The code was jointly created over the past two days by the Australian Retailers Association (ARA), the National Retail Association, (NRA), the Pharmacy Guild of Australia (PGA) and the Shopping Centre Council, and has been sent to all states and territories in the hope it will facilitate a nationally consistent approach.
“Our industry has a track record of working together, including on challenging issues, and this is about working together and assisting policy makers in the next phase given our group’s longstanding engagement on retail leasing issues,” Russell Zimmerman, outgoing CEO of the ARA, said in a statement.
Angus Nardi, executive director of the SCCA, said shopping centre owners and retailers have a “mutual interest” in business continuity and that it was important to confront the current environment in a way that is “fair and balanced to everyone”.
The code of conduct addresses several different forms of rent relief, including the temporary reduction, deferral or waiver of payments, but stresses that all changes should be temporary and negotiated on a case-by-case basis.
“All leases must be dealt with on a case-by-case basis, considering factors such as whether the tenant has suffered financial hardship due to COVID-10; whether the tenant is an SME; whether the tenant’s lease has expired or is soon to expire; and whether the lessee is in administration or receivership,” the code of conduct states.
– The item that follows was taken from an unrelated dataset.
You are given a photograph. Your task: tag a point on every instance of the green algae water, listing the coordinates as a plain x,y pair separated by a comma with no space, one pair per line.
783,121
The code of conduct also suggests that tenants should provide financial data and other business information to their landlord, so they understand their capacity to pay during the affected period.
Stephen Spring, a retail leasing expert, believes this could backfire for tenants in the long run, by giving landlords an opportunity to maximise rents.
“In principle, when done correctly, there’s nothing wrong with this approach and these type of negotiations have been happening behind closed doors for years,” Spring said.
“However, some landlords and many of their lawyers use these as opportunities to delve deeply into the lessee’s accounts and business structure, dictate how the business should be run and costed and set limits on the distribution of sales and order of payment preferences to suppliers, banks, staff costs and taxes.
“Tenants should be alive to the fact that the only people that should have access to business financials are you, your accountants, financiers, advisors and tax officers.”
The code of conduct is not in favour of tenants terminating leases due to financial distress, stating that the other forms of rent relief the Government proposed are “more balanced” and that it is important for landlords and tenants to continue working together.
“A unilateral termination right isn’t balanced, given a landlord’s inability to terminate for non-payment of rent, and is not linked to the obligation on both the lessor and lessee to work together during the recovery period,” the code states.
The code supports the short-term ban on evictions of tenants that do not pay their rent due to financial hardship from COVID-19.
The code also suggests that landlords should pass on any assistance they receive, such as reductions in land tax and council rates, to their tenants, and suggests that landlords and tenants that have not been significantly affected by the coronavirus to honour their lease and rental agreements.